A huge iceberg (1550 km²), almost the size of Greater London, breaks away from Antarctic ice shelf.
The enormous iceberg 1550 sq km and around 150 m thick, around five times the size of Malta, has finally calved from Antarctica’s Brunt Ice Shelf.
The new gigantic berg is estimated to be calved when the crack known as Chasm-1 fully extended northwards severing the western part of the ice shelf.
According to the British Antarctic Survey (BAS), the break occurred late on January 22, 2023, and produced a new iceberg with an area of 1550 square kilometers (about 600 square miles). The U.S. National Ice Center has named it Iceberg A-81.
The crack was first revealed to be extending in early 2012 after having been dormant for some decades.
Image data from the Copernicus Sentinel missions visually confirm the calving event.

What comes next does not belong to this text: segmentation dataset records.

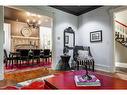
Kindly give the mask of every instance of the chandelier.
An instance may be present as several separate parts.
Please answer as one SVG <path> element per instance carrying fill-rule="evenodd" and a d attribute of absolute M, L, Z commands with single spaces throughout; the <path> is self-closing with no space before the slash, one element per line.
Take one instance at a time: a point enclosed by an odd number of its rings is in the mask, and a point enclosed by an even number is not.
<path fill-rule="evenodd" d="M 27 12 L 26 22 L 30 28 L 39 28 L 41 25 L 41 16 Z"/>

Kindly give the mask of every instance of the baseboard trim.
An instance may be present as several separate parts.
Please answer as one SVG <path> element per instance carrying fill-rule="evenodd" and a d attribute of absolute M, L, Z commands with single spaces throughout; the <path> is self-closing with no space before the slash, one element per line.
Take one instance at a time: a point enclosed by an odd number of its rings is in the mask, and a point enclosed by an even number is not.
<path fill-rule="evenodd" d="M 116 62 L 116 67 L 123 67 L 123 68 L 127 68 L 127 63 L 120 63 L 120 62 Z"/>
<path fill-rule="evenodd" d="M 114 67 L 99 65 L 99 64 L 95 65 L 95 70 L 104 71 L 104 72 L 115 72 Z"/>

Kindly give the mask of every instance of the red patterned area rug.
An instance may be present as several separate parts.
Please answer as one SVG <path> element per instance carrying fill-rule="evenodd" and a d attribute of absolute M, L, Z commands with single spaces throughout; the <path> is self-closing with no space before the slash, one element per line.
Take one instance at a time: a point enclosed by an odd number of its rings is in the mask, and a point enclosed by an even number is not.
<path fill-rule="evenodd" d="M 24 63 L 21 65 L 21 67 L 18 67 L 16 65 L 13 66 L 13 68 L 11 68 L 11 66 L 8 66 L 7 68 L 5 67 L 5 73 L 10 73 L 10 72 L 17 72 L 17 71 L 29 71 L 29 70 L 33 70 L 33 69 L 38 69 L 38 68 L 42 68 L 42 67 L 47 67 L 47 68 L 51 68 L 51 62 L 40 62 L 40 63 L 34 63 L 32 65 L 32 63 L 29 63 L 29 65 L 27 63 Z"/>

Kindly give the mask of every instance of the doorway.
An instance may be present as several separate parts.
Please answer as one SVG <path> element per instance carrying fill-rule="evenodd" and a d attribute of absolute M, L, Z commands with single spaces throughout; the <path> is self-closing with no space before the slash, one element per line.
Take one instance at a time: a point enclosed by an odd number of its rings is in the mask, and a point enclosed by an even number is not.
<path fill-rule="evenodd" d="M 49 74 L 52 65 L 52 21 L 45 15 L 4 7 L 4 50 L 8 57 L 4 56 L 5 79 L 19 82 Z M 23 58 L 21 52 L 24 50 L 28 53 Z M 13 60 L 9 55 L 13 55 Z"/>
<path fill-rule="evenodd" d="M 115 32 L 115 70 L 127 74 L 127 8 L 113 13 Z"/>

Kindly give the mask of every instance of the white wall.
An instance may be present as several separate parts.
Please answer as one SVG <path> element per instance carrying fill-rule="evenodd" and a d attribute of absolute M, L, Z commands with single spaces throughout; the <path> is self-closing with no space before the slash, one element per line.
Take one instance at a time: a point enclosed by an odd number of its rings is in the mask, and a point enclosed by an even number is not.
<path fill-rule="evenodd" d="M 124 9 L 123 11 L 116 12 L 115 14 L 115 20 L 127 25 L 127 9 Z"/>
<path fill-rule="evenodd" d="M 110 7 L 100 7 L 79 16 L 79 45 L 90 46 L 95 59 L 95 68 L 113 70 L 113 29 Z M 91 43 L 90 32 L 102 30 L 102 42 Z"/>
<path fill-rule="evenodd" d="M 4 64 L 3 64 L 3 7 L 0 6 L 0 80 L 4 78 Z"/>

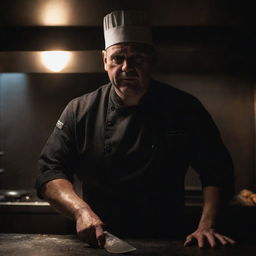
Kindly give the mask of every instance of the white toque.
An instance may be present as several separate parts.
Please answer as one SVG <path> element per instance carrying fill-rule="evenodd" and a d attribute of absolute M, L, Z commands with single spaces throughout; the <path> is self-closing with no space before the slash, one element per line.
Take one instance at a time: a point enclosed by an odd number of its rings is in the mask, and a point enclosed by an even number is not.
<path fill-rule="evenodd" d="M 152 45 L 152 32 L 146 14 L 141 11 L 113 11 L 103 20 L 105 49 L 118 43 Z"/>

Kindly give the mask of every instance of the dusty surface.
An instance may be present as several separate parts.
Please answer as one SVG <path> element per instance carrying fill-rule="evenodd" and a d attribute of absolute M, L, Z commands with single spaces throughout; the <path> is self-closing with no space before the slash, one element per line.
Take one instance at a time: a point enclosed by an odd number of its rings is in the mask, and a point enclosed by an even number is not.
<path fill-rule="evenodd" d="M 182 241 L 127 240 L 137 248 L 125 255 L 145 256 L 240 256 L 256 255 L 256 245 L 204 249 L 183 247 Z M 0 234 L 0 255 L 4 256 L 103 256 L 103 249 L 93 249 L 71 235 Z M 117 255 L 117 254 L 116 254 Z"/>

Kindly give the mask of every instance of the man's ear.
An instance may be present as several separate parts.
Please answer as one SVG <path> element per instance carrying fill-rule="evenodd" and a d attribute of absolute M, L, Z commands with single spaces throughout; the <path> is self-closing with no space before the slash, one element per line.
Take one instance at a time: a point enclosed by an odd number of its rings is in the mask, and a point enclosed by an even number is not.
<path fill-rule="evenodd" d="M 105 50 L 102 50 L 102 60 L 104 64 L 104 69 L 107 71 L 107 52 Z"/>

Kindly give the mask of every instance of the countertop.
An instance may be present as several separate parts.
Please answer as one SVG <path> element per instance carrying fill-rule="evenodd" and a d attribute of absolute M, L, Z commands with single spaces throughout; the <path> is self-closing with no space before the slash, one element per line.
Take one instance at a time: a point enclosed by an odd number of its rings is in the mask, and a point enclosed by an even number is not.
<path fill-rule="evenodd" d="M 253 256 L 254 242 L 238 243 L 216 249 L 183 247 L 183 241 L 127 239 L 137 248 L 125 255 L 145 256 Z M 4 256 L 104 256 L 104 249 L 93 249 L 75 235 L 5 234 L 0 233 L 0 255 Z"/>

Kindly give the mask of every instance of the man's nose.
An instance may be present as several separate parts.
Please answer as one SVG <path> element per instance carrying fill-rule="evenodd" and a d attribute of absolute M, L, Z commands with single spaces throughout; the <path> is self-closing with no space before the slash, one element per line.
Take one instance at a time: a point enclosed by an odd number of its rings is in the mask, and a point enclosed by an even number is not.
<path fill-rule="evenodd" d="M 129 59 L 124 59 L 123 64 L 122 64 L 122 71 L 127 72 L 133 70 L 133 64 L 132 61 Z"/>

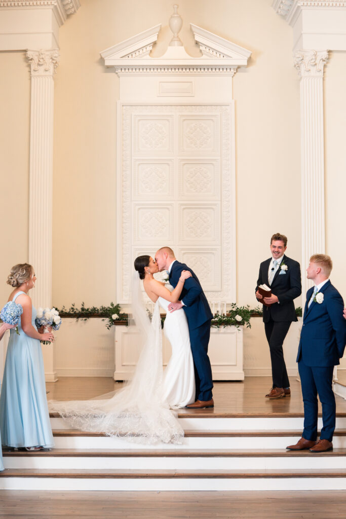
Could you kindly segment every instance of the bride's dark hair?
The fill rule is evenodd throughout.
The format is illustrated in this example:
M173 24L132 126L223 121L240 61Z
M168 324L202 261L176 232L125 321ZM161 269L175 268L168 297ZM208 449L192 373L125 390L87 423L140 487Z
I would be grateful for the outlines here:
M150 256L139 256L134 260L134 268L140 275L140 279L144 279L145 276L144 267L147 267L150 261Z

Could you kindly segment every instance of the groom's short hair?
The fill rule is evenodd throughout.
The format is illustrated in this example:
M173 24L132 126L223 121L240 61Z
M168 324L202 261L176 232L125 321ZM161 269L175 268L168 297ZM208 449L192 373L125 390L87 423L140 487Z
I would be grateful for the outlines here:
M157 252L165 252L168 256L170 256L171 257L173 258L175 257L174 253L170 247L161 247L161 249L159 249Z
M318 265L323 271L323 274L329 278L333 268L333 262L330 256L327 254L313 254L310 258L310 262Z

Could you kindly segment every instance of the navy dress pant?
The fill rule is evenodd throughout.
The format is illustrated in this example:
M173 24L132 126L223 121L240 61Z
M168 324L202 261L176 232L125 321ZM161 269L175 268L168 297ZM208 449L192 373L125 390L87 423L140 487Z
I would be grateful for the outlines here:
M191 351L195 364L195 400L204 402L212 398L213 376L207 354L211 323L211 320L209 320L198 328L189 330Z
M335 429L335 397L333 390L334 366L307 366L301 358L298 363L304 402L303 438L317 439L318 405L317 395L322 405L323 427L321 439L331 442Z

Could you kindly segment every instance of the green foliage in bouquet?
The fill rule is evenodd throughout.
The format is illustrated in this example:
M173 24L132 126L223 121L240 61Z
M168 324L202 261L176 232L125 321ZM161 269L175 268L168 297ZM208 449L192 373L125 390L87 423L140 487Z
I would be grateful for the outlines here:
M227 310L226 315L215 313L212 320L212 326L214 328L225 328L227 326L235 326L239 328L244 326L251 328L250 318L252 310L248 305L246 306L237 306L235 303L232 303L231 308Z

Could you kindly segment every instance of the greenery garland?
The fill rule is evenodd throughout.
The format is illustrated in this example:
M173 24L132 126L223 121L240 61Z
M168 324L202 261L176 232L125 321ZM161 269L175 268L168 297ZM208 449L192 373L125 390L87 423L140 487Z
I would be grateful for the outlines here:
M55 307L56 308L56 307ZM80 308L76 308L74 303L72 304L68 309L63 306L60 310L57 309L60 317L72 317L78 321L87 321L91 317L101 318L102 321L105 321L106 327L110 330L116 324L121 324L127 325L129 316L127 313L121 312L120 305L115 305L110 303L109 306L86 307L84 303L82 303ZM298 317L301 317L302 309L299 306L296 308L296 313ZM244 326L246 328L251 328L250 319L251 317L258 317L263 314L262 309L257 306L251 309L247 305L246 306L237 306L235 303L230 305L230 308L227 310L226 315L216 313L214 314L212 320L212 326L214 328L220 328L222 326L225 328L228 326L235 326L237 328ZM114 316L116 316L116 318ZM165 315L161 315L161 321L163 326Z

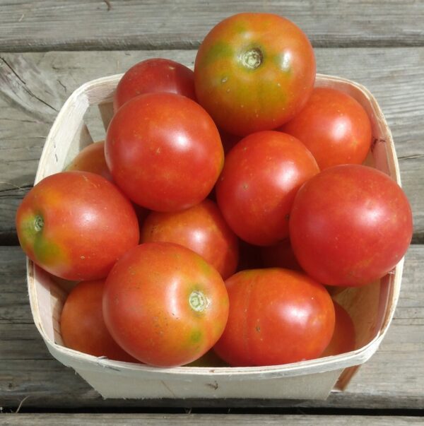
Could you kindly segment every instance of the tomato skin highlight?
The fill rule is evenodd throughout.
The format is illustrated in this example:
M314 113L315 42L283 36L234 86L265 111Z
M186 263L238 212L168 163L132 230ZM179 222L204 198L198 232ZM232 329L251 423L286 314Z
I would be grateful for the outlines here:
M283 268L238 272L225 281L230 313L214 350L234 367L276 365L319 357L334 329L323 285Z
M194 85L218 127L246 136L293 117L310 95L315 70L311 44L294 23L271 13L239 13L203 40Z
M281 131L305 143L322 170L361 164L371 146L371 122L364 108L349 95L329 88L315 88Z
M105 322L124 350L142 362L192 362L219 338L228 315L220 276L181 245L147 242L126 253L106 280Z
M381 278L405 254L412 213L401 187L360 165L321 172L298 191L290 218L296 259L329 285L360 286Z
M254 133L225 157L216 186L218 205L242 239L271 245L288 237L296 191L319 172L312 155L295 138L275 131Z
M141 242L179 244L200 254L222 276L232 276L238 263L238 239L216 204L209 199L174 213L151 212L141 231Z
M81 281L68 295L60 317L65 346L95 357L137 362L113 340L105 325L104 287L104 279Z
M134 209L119 189L101 176L77 171L37 184L18 208L16 230L33 261L71 280L105 278L140 237Z
M224 160L211 117L195 102L174 93L141 95L119 108L107 129L105 154L124 193L156 211L200 203Z
M127 70L119 81L113 97L114 111L139 95L155 92L177 93L196 100L194 74L189 68L170 59L141 61Z

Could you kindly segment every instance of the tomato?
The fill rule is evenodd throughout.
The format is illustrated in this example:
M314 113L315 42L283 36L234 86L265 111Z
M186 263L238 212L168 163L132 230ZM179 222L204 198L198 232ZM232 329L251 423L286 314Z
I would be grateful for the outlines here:
M290 238L298 261L331 285L363 285L381 278L405 254L412 215L389 176L367 166L326 169L298 192Z
M131 66L122 76L113 97L116 112L126 101L143 93L177 93L196 100L193 71L182 64L154 58Z
M340 355L355 350L355 333L353 321L343 307L334 300L333 302L336 314L334 333L329 345L321 354L322 357Z
M60 329L65 346L95 357L136 362L113 340L103 320L105 280L81 281L71 291L61 312Z
M31 260L72 280L105 277L139 239L130 201L88 172L63 172L37 184L18 208L16 230Z
M329 88L314 88L305 107L281 130L305 143L322 170L360 164L371 146L371 122L363 106Z
M122 191L158 211L188 208L204 199L224 158L212 119L174 93L141 95L119 108L107 129L105 152Z
M141 228L141 242L175 242L191 249L213 266L223 279L235 272L238 239L218 207L204 200L173 213L151 212Z
M214 350L235 367L275 365L319 357L334 329L323 285L283 268L242 271L225 281L228 321Z
M252 134L227 155L216 187L218 205L242 239L271 245L287 237L296 191L319 172L295 138L273 131Z
M125 254L109 274L103 314L112 336L135 358L183 365L222 334L228 295L218 271L194 252L147 242Z
M273 246L261 247L261 255L266 268L286 268L302 271L291 248L289 238L285 238Z
M315 81L314 51L294 23L240 13L215 26L194 63L199 103L218 127L246 136L275 129L305 105Z
M90 143L83 149L66 168L100 174L112 182L112 176L105 159L105 141Z

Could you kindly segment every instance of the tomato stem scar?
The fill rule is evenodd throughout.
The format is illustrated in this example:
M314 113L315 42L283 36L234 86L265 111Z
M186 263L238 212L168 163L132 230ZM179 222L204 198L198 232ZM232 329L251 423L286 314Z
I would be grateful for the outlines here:
M250 69L256 69L261 66L264 61L264 56L260 49L254 47L246 51L242 54L242 64Z
M199 290L194 290L189 296L189 303L194 311L201 312L208 307L207 297Z

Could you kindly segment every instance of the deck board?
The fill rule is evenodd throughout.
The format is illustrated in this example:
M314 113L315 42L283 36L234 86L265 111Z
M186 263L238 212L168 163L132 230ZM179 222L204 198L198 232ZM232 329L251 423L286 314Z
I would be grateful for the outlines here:
M192 49L234 13L283 15L314 47L422 46L416 0L0 1L0 52Z

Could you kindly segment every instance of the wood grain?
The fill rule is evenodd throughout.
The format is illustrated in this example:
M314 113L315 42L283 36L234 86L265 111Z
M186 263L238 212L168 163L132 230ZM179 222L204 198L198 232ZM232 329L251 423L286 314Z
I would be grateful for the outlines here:
M246 415L246 414L6 414L2 416L4 426L33 426L43 425L63 426L75 425L104 425L105 426L155 426L160 425L220 425L249 426L253 425L422 425L423 419L412 416L370 415Z
M283 400L103 400L49 354L32 323L24 256L0 247L0 405L16 408L81 407L298 407L420 409L424 406L424 245L410 248L394 319L379 349L346 391L326 401Z
M318 71L351 78L376 96L393 133L404 188L414 214L414 242L424 242L424 47L317 49ZM193 66L194 50L0 54L0 242L16 244L14 218L31 187L49 129L65 100L89 80L167 57ZM95 140L105 132L88 116Z
M314 47L419 46L416 0L0 1L0 51L192 49L236 13L286 16Z

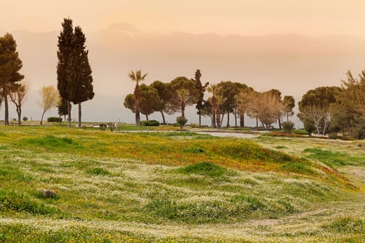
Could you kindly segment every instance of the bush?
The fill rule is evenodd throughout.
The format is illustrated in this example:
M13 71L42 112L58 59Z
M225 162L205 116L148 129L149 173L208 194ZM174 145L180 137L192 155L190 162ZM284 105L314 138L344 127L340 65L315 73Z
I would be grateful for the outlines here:
M188 119L185 117L177 117L176 122L179 124L179 126L180 126L180 132L182 132L182 128L184 125L188 122Z
M61 117L48 117L47 119L47 121L48 122L61 122L62 118Z
M150 120L150 121L141 121L140 126L160 126L160 122L156 120Z
M282 126L284 128L284 132L285 133L291 134L293 133L293 130L294 130L294 122L291 121L283 122Z
M337 133L331 133L328 135L328 138L330 140L336 140L338 138L337 137Z
M305 129L308 132L309 137L311 137L311 133L316 130L316 126L310 122L305 122Z

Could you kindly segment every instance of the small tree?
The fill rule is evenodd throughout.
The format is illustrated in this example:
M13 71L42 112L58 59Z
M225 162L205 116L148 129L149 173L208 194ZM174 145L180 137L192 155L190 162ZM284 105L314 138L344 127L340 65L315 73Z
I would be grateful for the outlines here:
M282 126L284 128L284 132L285 133L291 134L293 133L293 130L294 129L294 122L289 121L289 122L284 122L282 123Z
M57 102L60 99L58 91L52 85L43 86L40 91L40 100L38 101L39 106L42 109L40 124L43 124L43 116L46 111L56 107Z
M22 105L26 94L29 85L26 82L22 82L20 84L15 84L14 89L12 89L9 93L10 101L15 105L17 113L18 115L18 125L22 125Z
M311 137L311 133L316 130L316 126L314 126L313 123L307 121L305 122L305 129L308 133L309 137Z
M182 128L184 125L185 125L186 122L188 122L188 119L185 117L180 116L176 118L176 122L179 124L179 126L180 126L180 133L182 133Z

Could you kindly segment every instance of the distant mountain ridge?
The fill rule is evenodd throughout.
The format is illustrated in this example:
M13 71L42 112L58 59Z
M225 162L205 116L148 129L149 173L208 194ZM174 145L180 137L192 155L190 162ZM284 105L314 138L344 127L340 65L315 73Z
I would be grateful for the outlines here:
M60 31L12 32L23 60L22 73L34 90L56 83ZM283 95L293 95L298 102L307 90L339 85L347 70L356 74L365 68L365 40L352 36L147 33L129 23L86 35L97 107L105 111L113 106L111 109L120 110L119 117L130 121L133 114L122 106L125 94L133 92L133 83L127 76L130 70L149 73L145 82L149 84L155 80L168 82L178 76L191 78L200 69L204 82L231 80L259 91L277 88ZM108 97L105 103L104 97ZM85 103L86 110L97 107L95 102Z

ESA’s Mark Drinkwater said, “After several years of iceberg calving watch, the long-awaited separation of the Brunt iceberg A81 has finally taken place. The northward propagation of Chasm 1 and timely decision for BAS to move the Halley Base to safer ground have been accompanied by what has been perhaps the most detailed and longest-duration scrutiny of events leading to natural calving from an Antarctic ice shelf.
“Thanks to Copernicus, coupled with in-situ and airborne measurements made by the British Antarctic Survey, the safety of the Halley Base has been preserved. Meanwhile, the combination of summer images from Sentinel-2 and availability of year-round and winter monitoring by Sentinel-1 radar placed the pattern of strain and propagation of an ice shelf fracture under the worldwide public microscope.”